Populism almost invariably involves the identification of out-groups: stigmatised Others who are represented not simply as being not of “the people” but as a distinct threat to them — for example asylum seekers, migrants, people of colour, travellers, LGBTQIA+ people, the “woke”, and so on and on. In other words, those who are not part of “us”. Indeed, what constitutes “us” is defined largely in opposition to those who are not “us”.
Finally there is an admiration for charismatic leaders and the increasingly fashionable “strong man” not bound by democratic niceties.
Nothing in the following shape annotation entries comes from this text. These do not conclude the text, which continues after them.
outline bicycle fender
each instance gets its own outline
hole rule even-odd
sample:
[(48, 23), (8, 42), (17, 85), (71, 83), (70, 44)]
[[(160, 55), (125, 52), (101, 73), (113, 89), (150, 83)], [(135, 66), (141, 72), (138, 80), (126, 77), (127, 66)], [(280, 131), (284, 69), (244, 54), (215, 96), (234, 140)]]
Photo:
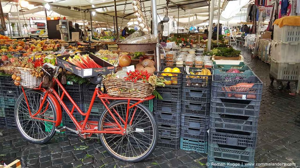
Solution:
[(55, 96), (51, 93), (48, 94), (48, 97), (51, 99), (55, 106), (55, 110), (56, 114), (56, 123), (55, 126), (58, 126), (60, 125), (62, 122), (62, 108), (58, 100)]

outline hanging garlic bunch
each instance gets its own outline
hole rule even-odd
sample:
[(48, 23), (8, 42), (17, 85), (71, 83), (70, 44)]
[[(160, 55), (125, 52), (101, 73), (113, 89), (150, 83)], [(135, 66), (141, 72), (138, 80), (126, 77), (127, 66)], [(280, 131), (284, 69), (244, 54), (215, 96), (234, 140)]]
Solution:
[(139, 1), (140, 0), (132, 1), (133, 10), (135, 13), (134, 15), (137, 19), (137, 22), (139, 23), (138, 26), (143, 32), (148, 33), (151, 30), (151, 29), (148, 26), (148, 25), (146, 23), (146, 21), (144, 18), (144, 16), (141, 10)]

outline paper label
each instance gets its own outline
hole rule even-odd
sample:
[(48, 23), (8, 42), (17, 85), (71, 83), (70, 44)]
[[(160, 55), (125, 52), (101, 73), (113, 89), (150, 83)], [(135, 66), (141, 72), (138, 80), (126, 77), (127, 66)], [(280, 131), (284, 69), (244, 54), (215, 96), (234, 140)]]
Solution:
[(145, 132), (144, 131), (144, 129), (142, 128), (136, 128), (135, 131), (136, 132)]
[(93, 73), (93, 69), (92, 68), (83, 69), (83, 76), (90, 76)]
[(190, 75), (190, 66), (187, 66), (185, 67), (185, 72), (187, 73), (187, 74)]

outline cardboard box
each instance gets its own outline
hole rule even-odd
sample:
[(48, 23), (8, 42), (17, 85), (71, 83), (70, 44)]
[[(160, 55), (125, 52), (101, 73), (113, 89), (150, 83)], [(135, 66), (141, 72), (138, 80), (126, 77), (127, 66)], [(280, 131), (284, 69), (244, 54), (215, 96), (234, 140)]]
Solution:
[(66, 60), (70, 57), (73, 58), (74, 55), (65, 55), (56, 57), (57, 65), (82, 78), (97, 76), (100, 74), (107, 75), (114, 71), (116, 67), (109, 62), (100, 59), (88, 51), (80, 52), (82, 55), (88, 54), (90, 57), (93, 59), (98, 65), (103, 67), (101, 68), (82, 69), (67, 61), (63, 59), (66, 57)]
[(261, 39), (271, 39), (271, 34), (272, 32), (271, 31), (266, 31), (264, 32), (260, 35)]

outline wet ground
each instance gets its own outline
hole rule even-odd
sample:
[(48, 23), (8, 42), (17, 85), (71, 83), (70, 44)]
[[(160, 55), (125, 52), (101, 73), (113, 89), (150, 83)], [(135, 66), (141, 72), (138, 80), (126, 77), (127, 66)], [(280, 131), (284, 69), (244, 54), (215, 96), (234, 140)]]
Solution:
[[(238, 49), (264, 83), (255, 162), (296, 165), (266, 167), (300, 167), (300, 96), (289, 94), (295, 93), (295, 84), (291, 84), (291, 90), (278, 91), (276, 82), (270, 85), (269, 65), (251, 58), (244, 48)], [(134, 164), (113, 158), (97, 139), (58, 134), (46, 144), (39, 145), (25, 141), (16, 129), (0, 127), (0, 161), (7, 164), (20, 159), (23, 168), (206, 167), (206, 154), (194, 152), (158, 148), (143, 161)]]

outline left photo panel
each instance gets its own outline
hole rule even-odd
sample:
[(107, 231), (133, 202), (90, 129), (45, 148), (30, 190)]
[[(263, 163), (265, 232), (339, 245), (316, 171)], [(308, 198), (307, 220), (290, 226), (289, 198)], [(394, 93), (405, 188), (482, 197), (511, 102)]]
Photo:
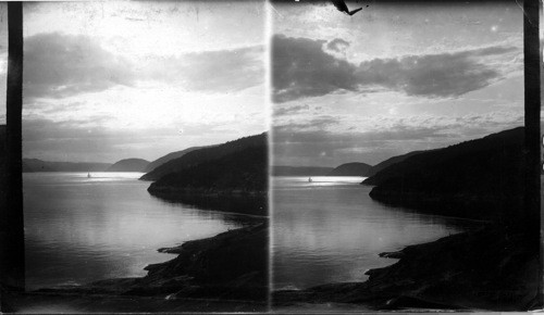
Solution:
[(12, 311), (268, 310), (264, 7), (23, 4)]

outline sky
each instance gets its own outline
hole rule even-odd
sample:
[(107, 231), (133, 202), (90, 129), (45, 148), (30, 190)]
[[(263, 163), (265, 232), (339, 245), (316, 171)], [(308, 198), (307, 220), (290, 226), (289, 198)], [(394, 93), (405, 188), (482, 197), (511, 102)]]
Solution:
[(268, 128), (262, 2), (26, 2), (23, 11), (24, 158), (152, 161)]
[(275, 165), (375, 165), (523, 125), (515, 1), (362, 5), (273, 4)]

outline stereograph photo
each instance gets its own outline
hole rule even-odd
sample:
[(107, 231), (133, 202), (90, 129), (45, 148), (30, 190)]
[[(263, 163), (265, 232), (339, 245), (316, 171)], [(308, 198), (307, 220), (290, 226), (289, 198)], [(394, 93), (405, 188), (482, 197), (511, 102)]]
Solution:
[(541, 310), (540, 10), (1, 2), (1, 311)]

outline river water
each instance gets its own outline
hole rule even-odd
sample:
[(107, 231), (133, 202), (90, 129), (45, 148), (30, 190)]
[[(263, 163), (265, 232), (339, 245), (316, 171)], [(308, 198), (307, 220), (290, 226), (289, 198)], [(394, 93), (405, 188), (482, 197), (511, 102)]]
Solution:
[(379, 253), (433, 241), (474, 223), (391, 207), (369, 197), (364, 177), (274, 177), (273, 288), (363, 281), (395, 262)]
[(144, 276), (146, 265), (174, 257), (159, 248), (255, 222), (164, 202), (141, 175), (23, 174), (27, 289)]

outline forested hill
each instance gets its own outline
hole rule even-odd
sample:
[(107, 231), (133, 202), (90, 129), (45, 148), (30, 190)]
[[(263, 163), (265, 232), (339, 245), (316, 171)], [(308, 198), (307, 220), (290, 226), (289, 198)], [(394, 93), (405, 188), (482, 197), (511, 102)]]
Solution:
[(144, 169), (145, 173), (149, 173), (151, 171), (153, 171), (154, 168), (161, 166), (162, 164), (166, 163), (166, 162), (170, 162), (172, 160), (175, 160), (177, 158), (182, 158), (183, 155), (191, 152), (191, 151), (195, 151), (195, 150), (199, 150), (199, 149), (202, 149), (202, 148), (206, 148), (206, 147), (191, 147), (191, 148), (187, 148), (185, 150), (182, 150), (182, 151), (176, 151), (176, 152), (172, 152), (172, 153), (169, 153), (164, 156), (161, 156), (154, 161), (152, 161), (151, 163), (149, 163), (146, 167), (146, 169)]
[(331, 171), (327, 176), (368, 176), (371, 168), (367, 163), (345, 163)]
[(237, 140), (228, 141), (223, 144), (207, 147), (203, 149), (195, 150), (184, 154), (181, 158), (174, 159), (170, 162), (162, 164), (161, 166), (154, 168), (153, 171), (141, 176), (140, 179), (144, 180), (158, 180), (161, 177), (176, 173), (189, 167), (194, 167), (198, 164), (218, 160), (222, 156), (242, 151), (251, 147), (263, 147), (265, 148), (265, 134), (250, 136), (240, 138)]
[(473, 218), (516, 216), (522, 207), (523, 127), (425, 151), (393, 164), (363, 184), (370, 197), (433, 214)]

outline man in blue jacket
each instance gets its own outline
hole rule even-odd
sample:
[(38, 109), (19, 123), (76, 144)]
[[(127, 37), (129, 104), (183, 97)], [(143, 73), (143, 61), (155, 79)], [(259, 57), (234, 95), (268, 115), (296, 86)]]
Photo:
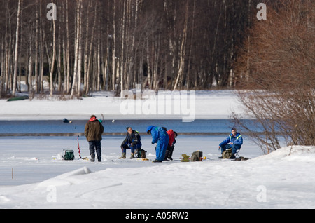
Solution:
[(131, 149), (130, 158), (134, 158), (134, 150), (141, 149), (142, 143), (140, 134), (138, 131), (134, 130), (131, 127), (127, 127), (127, 135), (122, 141), (120, 148), (122, 155), (119, 158), (126, 158), (126, 149)]
[[(243, 138), (239, 133), (237, 132), (235, 128), (232, 128), (232, 133), (219, 144), (219, 149), (221, 149), (221, 154), (227, 149), (232, 148), (232, 156), (230, 158), (235, 158), (235, 153), (237, 149), (241, 149), (243, 144)], [(222, 156), (219, 158), (222, 158)]]
[(156, 158), (153, 163), (160, 163), (164, 160), (165, 152), (169, 144), (169, 135), (162, 127), (150, 126), (146, 128), (146, 133), (152, 135), (152, 144), (158, 143), (156, 146)]

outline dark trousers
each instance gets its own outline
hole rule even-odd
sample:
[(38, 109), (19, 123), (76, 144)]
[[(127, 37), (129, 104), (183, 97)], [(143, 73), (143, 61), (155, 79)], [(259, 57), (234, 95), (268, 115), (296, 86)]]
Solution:
[(90, 155), (91, 155), (91, 161), (95, 160), (95, 150), (97, 155), (97, 161), (102, 161), (102, 148), (101, 141), (89, 141)]

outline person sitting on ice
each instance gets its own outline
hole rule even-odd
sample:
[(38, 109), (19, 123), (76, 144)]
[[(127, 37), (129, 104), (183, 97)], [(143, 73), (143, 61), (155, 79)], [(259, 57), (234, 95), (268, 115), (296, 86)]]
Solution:
[(142, 143), (140, 135), (138, 131), (134, 130), (131, 127), (127, 127), (127, 135), (122, 141), (120, 148), (122, 155), (119, 158), (126, 158), (126, 149), (131, 149), (130, 158), (134, 158), (134, 150), (140, 150)]
[(177, 137), (178, 134), (176, 132), (173, 131), (172, 129), (167, 131), (169, 135), (169, 144), (167, 144), (167, 151), (165, 152), (165, 157), (164, 158), (164, 161), (171, 160), (173, 158), (172, 156), (173, 156), (173, 151), (174, 148), (174, 144), (176, 143), (176, 140), (175, 138)]
[[(243, 144), (243, 138), (239, 133), (237, 132), (235, 128), (232, 128), (232, 133), (219, 144), (219, 149), (221, 149), (221, 154), (226, 149), (232, 149), (232, 156), (230, 158), (235, 158), (237, 150), (241, 149)], [(222, 156), (219, 158), (223, 158)]]
[(165, 151), (169, 144), (169, 135), (162, 127), (150, 126), (146, 128), (146, 133), (152, 135), (152, 144), (157, 143), (156, 158), (153, 163), (161, 163), (165, 157)]

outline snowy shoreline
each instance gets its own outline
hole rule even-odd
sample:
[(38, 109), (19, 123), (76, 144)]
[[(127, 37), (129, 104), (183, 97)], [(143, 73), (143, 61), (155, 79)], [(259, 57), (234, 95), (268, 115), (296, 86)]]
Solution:
[[(196, 91), (195, 96), (196, 119), (241, 114), (233, 90)], [(1, 100), (0, 120), (87, 120), (94, 114), (110, 121), (186, 115), (123, 115), (123, 100), (102, 93), (68, 101)], [(150, 136), (141, 137), (148, 158), (154, 159)], [(244, 135), (239, 154), (249, 160), (222, 161), (218, 147), (225, 137), (180, 135), (174, 161), (162, 163), (118, 159), (123, 135), (104, 137), (102, 163), (78, 159), (74, 135), (1, 137), (0, 208), (315, 208), (315, 147), (287, 147), (262, 155)], [(83, 138), (81, 153), (88, 157)], [(60, 160), (64, 149), (74, 149), (76, 159)], [(183, 154), (197, 150), (206, 159), (180, 161)]]

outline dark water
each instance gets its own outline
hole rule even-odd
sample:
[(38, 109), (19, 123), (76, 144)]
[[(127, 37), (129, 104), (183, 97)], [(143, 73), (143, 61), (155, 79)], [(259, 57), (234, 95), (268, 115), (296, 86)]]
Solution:
[[(82, 135), (86, 122), (83, 120), (74, 120), (72, 123), (64, 123), (62, 120), (0, 121), (0, 135)], [(190, 123), (181, 120), (115, 120), (114, 122), (105, 120), (102, 124), (104, 135), (125, 134), (128, 126), (140, 133), (146, 133), (146, 128), (150, 125), (166, 127), (183, 134), (223, 134), (230, 133), (234, 126), (231, 121), (227, 119), (202, 119)], [(238, 130), (241, 131), (241, 129)]]

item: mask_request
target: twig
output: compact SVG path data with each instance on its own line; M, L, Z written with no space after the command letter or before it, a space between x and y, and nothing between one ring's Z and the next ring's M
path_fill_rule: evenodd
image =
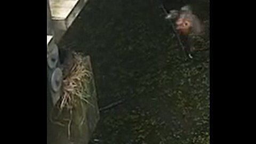
M113 103L111 103L107 105L107 106L105 106L105 107L103 107L103 108L100 108L100 111L108 110L108 109L112 108L114 107L117 106L118 105L119 105L121 103L123 103L124 101L125 101L124 99L122 99L122 100L118 100L116 102L114 102Z

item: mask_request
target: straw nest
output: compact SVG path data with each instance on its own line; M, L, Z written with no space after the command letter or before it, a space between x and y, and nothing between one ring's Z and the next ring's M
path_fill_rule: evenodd
M85 58L74 53L72 60L73 65L63 79L61 98L51 116L52 122L67 128L69 139L73 131L71 127L75 126L79 129L86 121L86 105L91 105L88 98L90 97L89 86L92 79Z
M89 84L92 79L91 72L86 65L85 59L75 53L74 64L68 75L63 81L62 91L60 108L71 109L78 101L89 103Z

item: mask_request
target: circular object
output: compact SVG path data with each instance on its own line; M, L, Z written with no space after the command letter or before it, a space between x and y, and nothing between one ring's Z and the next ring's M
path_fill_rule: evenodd
M47 58L47 63L51 69L56 67L59 60L59 50L57 46L54 45L52 49L52 51L49 52Z
M56 68L52 75L51 86L54 92L58 92L61 87L62 82L62 71L59 68Z

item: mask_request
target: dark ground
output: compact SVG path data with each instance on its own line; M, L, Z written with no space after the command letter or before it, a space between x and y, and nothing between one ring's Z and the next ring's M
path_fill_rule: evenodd
M209 143L209 50L186 60L159 2L90 1L61 46L91 57L100 107L125 100L101 112L91 143Z

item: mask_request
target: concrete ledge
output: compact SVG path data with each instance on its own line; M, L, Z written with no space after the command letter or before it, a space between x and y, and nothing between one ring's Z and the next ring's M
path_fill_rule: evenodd
M71 26L88 0L49 0L54 38L58 42Z

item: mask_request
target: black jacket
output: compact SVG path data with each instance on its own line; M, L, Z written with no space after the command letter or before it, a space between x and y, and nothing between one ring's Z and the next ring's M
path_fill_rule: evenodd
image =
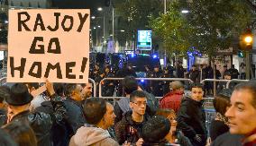
M67 98L64 104L67 109L67 122L71 126L72 134L75 134L86 123L82 104L70 98Z
M52 145L50 140L52 120L50 115L42 112L31 113L27 110L14 116L11 123L15 121L29 124L35 133L38 146Z
M5 109L0 109L0 127L5 125L7 121L6 111Z
M219 135L228 132L229 127L223 121L212 120L210 126L211 141L215 141Z
M200 134L202 145L206 142L206 113L203 103L186 97L178 112L178 128L193 142L196 134ZM201 144L199 144L201 145Z
M114 126L116 140L119 144L123 144L125 141L131 143L136 142L142 137L142 128L143 124L150 118L149 116L144 115L144 119L142 123L136 123L132 120L132 111L124 114L122 120Z
M55 100L56 95L50 100L54 112L46 114L43 112L23 111L15 115L11 122L18 121L29 124L37 138L38 146L50 146L52 142L50 139L50 130L52 124L59 122L66 115L66 109L63 102Z
M200 82L200 72L198 70L195 70L195 71L190 70L188 72L188 77L194 82Z
M50 115L54 113L54 108L50 101L44 101L41 105L41 107L35 108L35 111ZM71 127L69 125L66 118L52 124L50 137L53 146L69 146L69 140L73 136Z
M225 133L215 139L211 146L242 146L242 135L234 135Z

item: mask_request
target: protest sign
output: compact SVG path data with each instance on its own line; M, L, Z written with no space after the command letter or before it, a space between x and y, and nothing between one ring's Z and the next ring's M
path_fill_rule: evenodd
M8 82L87 82L89 10L9 11Z

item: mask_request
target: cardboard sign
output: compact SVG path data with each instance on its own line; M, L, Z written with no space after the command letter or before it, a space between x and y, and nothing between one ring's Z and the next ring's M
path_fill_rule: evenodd
M8 82L88 82L89 10L9 11Z

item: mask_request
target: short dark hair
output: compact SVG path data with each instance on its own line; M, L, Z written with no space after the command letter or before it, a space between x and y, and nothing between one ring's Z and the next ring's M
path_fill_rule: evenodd
M251 105L256 108L256 82L241 82L234 87L234 90L249 90L251 94Z
M5 99L10 96L10 87L8 86L0 86L0 103L3 103Z
M122 82L123 90L126 94L131 94L138 90L138 82L133 76L126 76Z
M53 89L57 95L62 96L64 94L64 83L53 83Z
M169 121L161 116L154 116L149 119L142 130L142 137L146 145L151 143L165 143L165 136L170 130Z
M0 142L1 146L18 146L12 139L11 135L5 132L3 129L0 129Z
M39 89L39 83L38 82L25 82L27 84L28 89L32 90L32 88L34 88L35 90Z
M106 112L106 101L100 98L87 99L84 104L86 120L90 125L96 125Z
M78 85L77 83L67 83L64 88L65 96L70 96L72 91L77 89Z
M190 84L190 88L189 90L192 90L193 88L200 88L203 90L203 84L202 83L198 83L198 82L193 82Z
M19 145L37 145L35 133L28 124L20 121L11 122L4 129L10 133Z
M214 99L213 104L215 111L224 116L226 108L230 106L230 97L232 90L224 89Z
M133 102L135 100L135 98L146 98L147 95L142 90L134 90L130 95L130 102Z

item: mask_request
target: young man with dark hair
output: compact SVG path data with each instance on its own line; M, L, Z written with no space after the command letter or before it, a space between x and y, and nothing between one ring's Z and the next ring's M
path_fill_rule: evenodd
M118 146L111 138L107 128L114 125L114 114L113 106L103 99L87 99L84 104L84 114L87 124L80 127L71 138L69 146L105 145Z
M181 82L176 81L169 83L171 90L160 99L160 107L173 109L177 113L179 109L181 99L184 94L184 85Z
M130 95L132 111L126 112L114 126L119 144L125 141L131 143L142 142L142 128L150 118L148 115L145 115L146 106L147 98L143 91L135 90Z
M117 123L122 120L123 115L131 110L129 107L130 104L130 94L138 90L138 82L133 76L126 76L123 82L123 89L126 94L126 98L123 98L114 106L114 111L116 116L114 123Z
M229 133L219 136L213 145L256 145L256 82L239 83L231 96L228 118ZM242 135L242 136L239 136Z
M207 131L206 113L203 107L203 85L193 83L191 96L185 97L178 112L178 128L180 129L194 146L206 144Z
M38 146L51 145L50 130L52 123L59 123L66 116L64 104L57 99L52 83L47 81L46 88L50 95L50 102L54 109L52 114L30 112L32 96L23 83L14 84L10 90L10 96L5 98L8 105L8 122L18 121L29 124L36 134Z
M86 123L82 107L82 90L83 87L80 84L69 83L65 87L67 122L71 126L73 134Z
M161 116L149 119L142 126L142 136L144 146L168 144L166 136L169 134L170 123Z
M132 110L129 106L130 94L134 90L142 90L142 89L140 87L136 79L133 76L126 76L123 80L123 90L126 94L126 98L123 98L120 100L118 100L114 107L114 114L116 116L114 123L119 122L123 118L123 115L124 113ZM159 102L152 94L150 94L146 91L144 91L144 93L147 98L146 113L150 116L153 116L159 107Z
Such values include respect for minority rights, the rule of law and the separation of powers, whereas right-wing populism is anti-pluralist, refusing to recognise the existence of legitimate differences among “the people”, and hostile to cultural, religious, sexual and other kinds of diversity.
Nativism:
…nativism holds that “states should be inhabited exclusively by members of the native group (‘the nation’) and that non-native elements (persons and ideas) are fundamentally threatening to the homogeneous nation state”.
Authoritarianism:
Authoritarianism, meanwhile, is the belief in a strictly ordered society in which authority must be respected and deviant behaviour stigmatised and punished.
The article itself is about the mainstreaming of radical right ideas. What is mainstreaming.
Mainstreaming:
Mainstreaming takes place because traditional right-wing parties increasingly address the same issues as radical right-wing ones, and do so in a similar way.
This is particularly the case given the increasing dominance of the political agenda by socio-cultural issues — multiculturalism, identity politics and culture wars. Sentiments that used to be exclusive to radical right parties have increasingly become the “common sense” of the more mainstream right, and the boundaries between the two have become increasingly blurred and porous.
That’s because the modern radical right often doesn’t really have any of its own novel ideas. It just takes existing ones to extremes.
…the radical right “does not stand for a fundamentally different world than the political mainstream; rather it takes mainstream ideas and values to an illiberal extreme.
The press aids with mainstreaming. The most obvious example in the UK is GB News.
Obviously the arrival of GB News in June 2021 and Ofcom’s remarkable latitude in allowing it to run a coach and horses through the due impartiality clauses in its Broadcasting Code has enabled populist radical right views to be expressed on television in an unfettered way that up until very recently would have seemed quite unthinkable.
Whilst it’s hardly a popularly watched TV channel, I do see clips from the station shared widely on the Internet. And perhaps one of its most insidious effect comes from boosting its preferred opinions in other outlets:
…surely the way in which it has allowed populist politicians such as Tice, Farage, Rees-Mogg and Lee Anderson such relatively unmediated access to the airwaves and established a bridgehead with the right-wing press by hiring presenters from the Telegraph (formerly Christopher Hope, now Camilla Tominey) and Mail (Andrew Pierce), as well as providing the right-wing press commentariat as a whole with yet another platform on which to air its views.
What’s a critical danger here?
What in fact they are doing is ventriloquising what they claim to be public opinion, as opposed to the views of those who own and run them, and of their dwindling readerships. But as long as governments and oppositions believe in this ventriloquism act, it works politically, and so the process of normalising populist right-wing discourse continues apace.